HMS Congo was the first steam-powered warship built for the Royal Navy. She was classified as a steam sloop and was built in 1816 at Deptford Dockyard specifically for an exploration of the Congo River. Trials with her engine proved disappointing, and it was removed before she embarked on her first voyage.

==Design and construction==
Congo was ordered on 13 April 1815 to a design by Sir Robert Seppings. She was laid down in October 1815 and launched on 11 January 1816. The steam engine is recorded as weighing 30 tons and was capable of developing 20 Horse Power.

Trials proved that this power, when transmitted to the paddle wheels, could only propel the vessel at about three knots. Such a rate of progress, coupled with unsatisfactory handling characteristics (she was described as very crank) resulted in the engine and paddle wheels being removed. Examination of the situation by James Watt Junior, son of James Watt, could only come up with a recommendation to use the engine for pumping out docks at Plymouth. Thus, Congo sailed to her destination without the steam engine, rigged as a schooner. A sectional profile, deck plan and body plan of Congo are reproduced from draughts held by the National Maritime Museum (Greenwich) in Marquardt's book The Global Schooner.

==The Congo expedition==
The expedition, under James Hingston Tuckey, was the first attempt to map the Congo River, and did little beyond prove that the lower river was not navigable beyond 100 mi from the sea.
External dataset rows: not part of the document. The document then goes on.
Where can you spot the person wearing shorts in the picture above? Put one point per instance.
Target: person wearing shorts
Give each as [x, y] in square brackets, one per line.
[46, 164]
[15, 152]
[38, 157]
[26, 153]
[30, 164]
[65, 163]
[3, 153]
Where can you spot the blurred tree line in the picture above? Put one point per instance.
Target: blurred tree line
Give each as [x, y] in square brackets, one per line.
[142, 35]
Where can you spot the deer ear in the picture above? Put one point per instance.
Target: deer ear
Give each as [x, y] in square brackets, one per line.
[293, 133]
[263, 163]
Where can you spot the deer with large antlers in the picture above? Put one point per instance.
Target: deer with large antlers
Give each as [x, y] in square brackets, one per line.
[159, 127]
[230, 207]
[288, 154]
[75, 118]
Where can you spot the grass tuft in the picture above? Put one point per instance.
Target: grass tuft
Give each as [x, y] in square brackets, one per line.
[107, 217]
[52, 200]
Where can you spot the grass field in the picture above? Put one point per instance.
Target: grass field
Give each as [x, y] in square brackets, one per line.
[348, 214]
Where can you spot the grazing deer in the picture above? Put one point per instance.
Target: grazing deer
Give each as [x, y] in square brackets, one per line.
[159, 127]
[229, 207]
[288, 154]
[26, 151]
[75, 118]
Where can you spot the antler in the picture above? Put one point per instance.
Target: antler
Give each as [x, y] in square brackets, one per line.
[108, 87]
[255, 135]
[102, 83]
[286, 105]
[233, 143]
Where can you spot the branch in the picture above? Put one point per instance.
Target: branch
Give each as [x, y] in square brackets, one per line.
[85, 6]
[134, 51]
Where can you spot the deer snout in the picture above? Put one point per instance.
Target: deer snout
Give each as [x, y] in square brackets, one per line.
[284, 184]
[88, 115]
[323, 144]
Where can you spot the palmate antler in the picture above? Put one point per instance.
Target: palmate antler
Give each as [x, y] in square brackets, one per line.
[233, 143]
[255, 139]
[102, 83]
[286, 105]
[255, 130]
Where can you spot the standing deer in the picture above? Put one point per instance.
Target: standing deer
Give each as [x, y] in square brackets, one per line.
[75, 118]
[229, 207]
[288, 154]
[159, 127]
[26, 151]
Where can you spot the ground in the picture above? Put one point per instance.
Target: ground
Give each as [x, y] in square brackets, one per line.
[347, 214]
The other thing it proved was that such expeditions were little more than suicide until medical science had improved - 38 of the 56 expedition members perished, including all of the officers and scientists and the crew that accompanied them inland. The cause of death was a "tropical fever", probably yellow fever. Most of the survivors were seamen who had stayed with the support vessel Dorothy at the rapids that blocked further progress. It was to be another fifty years before Henry Morton Stanley mapped the river. A full account of the fitting out of the ship and the circumstances of the disastrous expedition are chronicled in Leydon's Historical account of discoveries and travels in Africa (1817).

==Later career==
Congo was fitted out as a hulk in 1819 and laid up in the Swale. She was sold at Rye to a J. Harvey on 15 March 1826 for the sum of £146.